Spirited Public Hearing on Brownsboro Road Site for New VA Hospital.

This evening, April 18, the VA Hospital Site Selection staff held a public hearing at Kammerer middle school to update the selection process, and to hear comments from interested citizens. It was an interesting affair to say the least.

The session was held in the school’s gymnasium and was heavily attended. The crowd was in a rare, if not hostile mood. The presentation included at least as much of the usual bureaucratic mumbo-jumbo and procedure that frustrated people. It did not help that things started very badly from a technical perspective. The VA team’s own wireless microphone had failed, and the school’s public address system produced only unintelligible sound. Things eventually got a little better and extra time was allowed for questions in this 2 1/2 hour session.

I rather expected that the room would be packed with current veterans, but this did not appear to be the case, and only a few spoke. Of course, all who made comments made reference to their own veteran status or that of their family members. Most of us can point to the veterans in our family and we all certainly want our veterans to have access to the quality health care they deserve. With those preliminaries out of the way, the 800-pound gorilla in the room was concern about the impact of increased traffic in an intersection that is already acknowledged as overloaded.
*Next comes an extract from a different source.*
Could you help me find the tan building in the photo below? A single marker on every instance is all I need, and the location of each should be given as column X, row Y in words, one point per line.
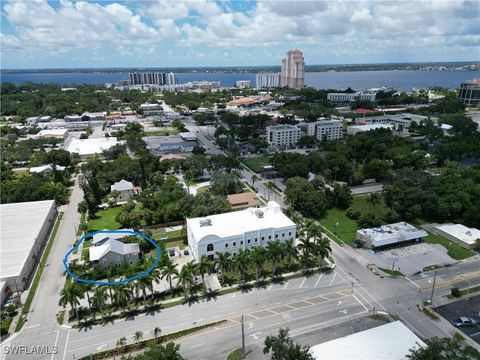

There were concerns that the studies by consultants that concluded that any increased traffic could be mitigated and managed may have been based on faulty car-counts. It was easy to make the case that traffic is bad there, and there was no offsetting discussion about how things might be improved.  There was an obvious disparity between what various studies and projections said about the traffic situation and the experience on the ground by the residents.

Other concerns that were raised about locating the hospital at the Brownsboro Road site included privacy concerns for the neighbors, light pollution from tall towers, safety issues for the many school buses servicing the six schools in the area, the fact that the 35 acres available seemed pitifully small for such a facility compared to the size of sites used for other recent VA hospital construction, flooding and drainage issues, lack of any room for expansion, the threat of taking by eminent domain for future growth, the fact there is only a single access point for the landlocked plot, and air pollution from the many idling cars and ambulances.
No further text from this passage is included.